The mechanisms that link MS and endometrial adenocarcinoma are not fully understood. Mechanisms that may contribute to the adverse impact of MS and its components on the risk of endometrial carcinoma include insulin resistance [2124], a proinflammatory milieu that favors the development of neoplastic transformation [24], and mechanisms related to the metabolism of sex steroids [25].

To explore the manner in which MS affects the prognosis of endometrial carcinoma, we compared the relationship between MS and the clinicopathological features of patients with endometrial adenocarcinoma. We found that the presence of the following factors was significant when they were individually evaluated in patients with endometrial adenocarcinoma and MS: higher stages, low differentiation, vascular invasion, tumor size >2 cm, and lymphatic metastasis. MS may be an important etiologic factor in the development and progression of endometrial adenocarcinoma, as well as in overall cancer mortality. But the causation between MS and these clinicopathological features is open to speculation.

In clinical practice, we sometimes encounter patients with endometrial adenocarcinoma and MS whose prognosis is rather favorable.

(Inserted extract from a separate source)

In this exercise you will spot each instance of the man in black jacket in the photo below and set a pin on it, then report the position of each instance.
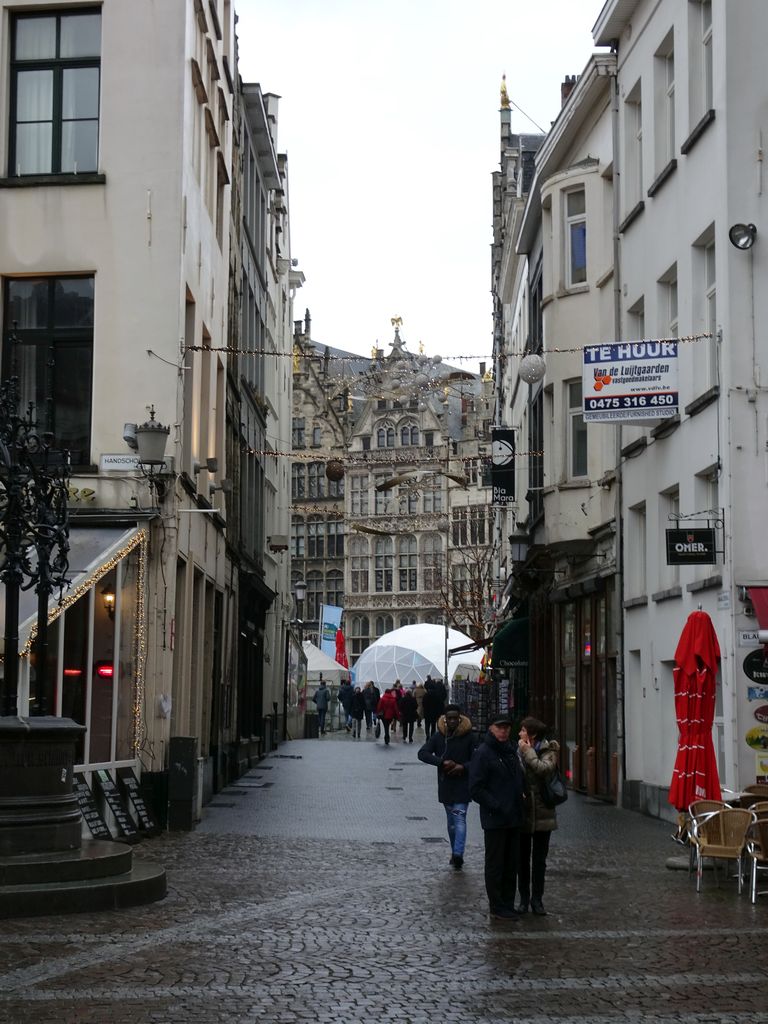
(497, 782)
(450, 749)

To determine what factors may predict a favorable outcome, we analyzed 8 clinicopathological prognostic factors in patients with endometrial adenocarcinoma and MS. Most of the factors that were examined in this analysis were shown to have a significant effect on the prognosis of endometrial adenocarcinoma. However, we initially conjectured that MS may be such a critical prognostic factor that none of the other clinicopathological factors would be significant in our case analysis. In fact, according to the univariate analysis of the clinicopathological prognostic factors in endometrial adenocarcinoma cases with MS, higher stage, vascular invasion, tumor size >2 cm, lymphatic metastasis, and CA19-9 values >37 U/ml were the factors that showed significantly low P values for OS. Therefore, the absence of these factors suggests a relatively favorable prognosis in patients with endometrial adenocarcinoma and MS.

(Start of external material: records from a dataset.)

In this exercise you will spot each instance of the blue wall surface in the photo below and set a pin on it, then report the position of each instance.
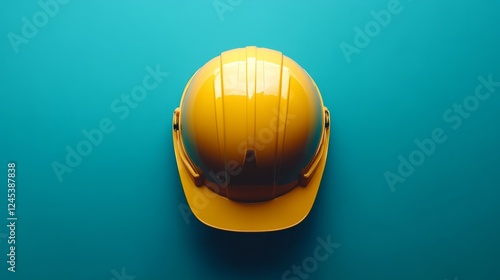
(411, 189)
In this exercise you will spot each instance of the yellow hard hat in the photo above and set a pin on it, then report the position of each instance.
(251, 139)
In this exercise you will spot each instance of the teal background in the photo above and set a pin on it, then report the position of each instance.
(120, 207)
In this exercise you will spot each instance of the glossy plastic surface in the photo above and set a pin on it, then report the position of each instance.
(250, 129)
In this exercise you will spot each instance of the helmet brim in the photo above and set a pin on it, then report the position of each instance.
(280, 213)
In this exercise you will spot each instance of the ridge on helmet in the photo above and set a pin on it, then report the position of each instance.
(250, 130)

However, the current study is limited because of its retrospective nature and because of the all Chinese patient population. In addition, further work, such as a prospective study and an investigation of the associated molecular mechanisms, should be performed to clarify issues that were not explored in this study. Moreover, we should treat patients in a different way based on the presence of MS.

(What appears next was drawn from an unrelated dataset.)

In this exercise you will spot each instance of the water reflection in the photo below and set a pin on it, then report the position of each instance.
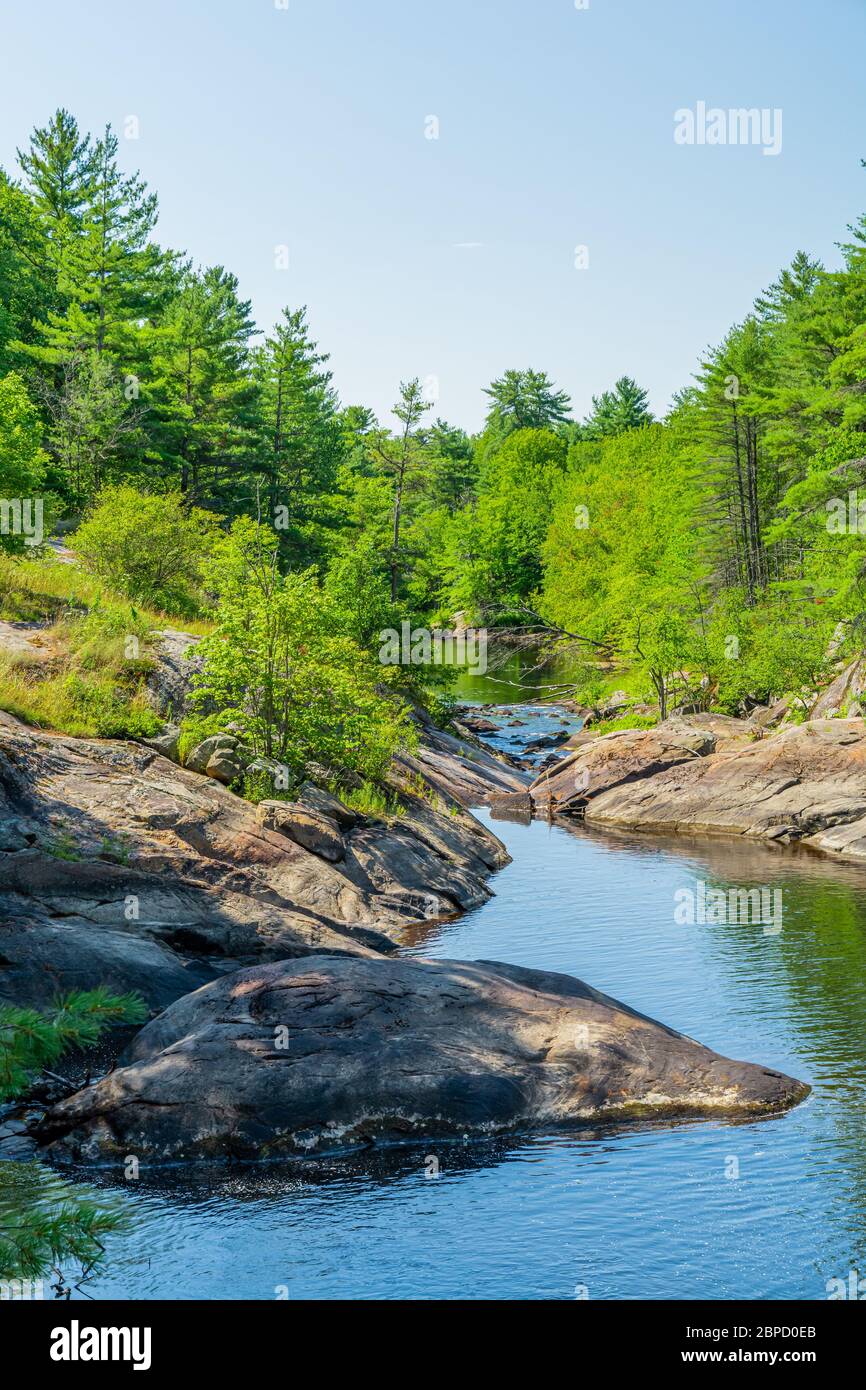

In conclusion, we clarified that MS is associated with FIGO stage, grade, vascular invasion, tumor size, and lymphatic metastasis. We also confirmed that MS leads to a poor outcome in patients with endometrial adenocarcinoma. Moreover, MS is an independent prognostic factor in patients with endometrial adenocarcinoma. Thus, MS potentially offers clinical value in the personal treatment of patients with endometrial adenocarcinoma.